You could extend the argument that an itinerant childhood prepares you for life in a band even further. The Clash’s Joe Strummer, for example, travelled widely as a child, following his father’s Foreign Office postings. Equally, he attributed much of his character to his reaction against the authority figures of his childhood, which may be another reason why preachers’ children head into the rebellious life of a musician. Mind you, not all preachers appear to be the sober, clean-cut authority figures you might imagine. Take, for example, Joe Simpson’s not very clerical language when describing his daughter Jessica’s attributes: “Jessica never tries to be sexy. She just is sexy. If you put her in a T-shirt or you put her in a bustier, she’s sexy in both. She’s got double-Ds! You can’t cover those suckers up!” Er, more tea, vicar?

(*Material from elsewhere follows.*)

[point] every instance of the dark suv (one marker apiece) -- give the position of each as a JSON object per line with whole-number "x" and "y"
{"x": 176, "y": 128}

The Followill boys’ father left the ministry after he was divorced, a big event in his children’s lives. As Nathan has said: “We realised that our dad, the greatest man we ever knew, was only human. And so are we. People are gonna f*** up. They’re gonna want to experiment with drugs, have premarital sex ... ”
Not the Jonas boys, though. They wear “purity rings”, underlining their vow to stay chaste until they’re married. Yet if your route to musical fame is via the Disney organisation, perhaps what you want to inherit from a preacher father is discipline and a Protestant work ethic. Certainly this will have helped Nick Jonas through a gruelling childhood schedule of appearances in stage musicals on top of a full day at school, and through the challenge of living with diabetes.
Even if Kings of Leon have - famously - been somewhat less clean-living, they appear not to have lost their faith. There’s a lyric on their new album that says “Jesus don’t love me”, and Caleb has admitted to the NME that “when it was played back to me and I heard the line ... my eyes welled up with tears. It was the worst thing that I could imagine”.
The influence of the parental preacher casts its shadow in the unlikeliest places. The rap group Three 6 Mafia surprised many people when they won an Oscar in 2006 for their song It’s Hard out Here for a Pimp (causing the host, Jon Stewart, to note: “To recap, Three 6 Mafia 1, Martin Scorsese 0”), but they’ve caused more controversy because of alleged satanic imagery in their lyrics. Three 6 Mafia rapper Juicy J had a simple rebuttal to these claims: there was no way the group could be devil worshippers, because his father was a preacher, and if he started worshipping Satan, his dad would kill him.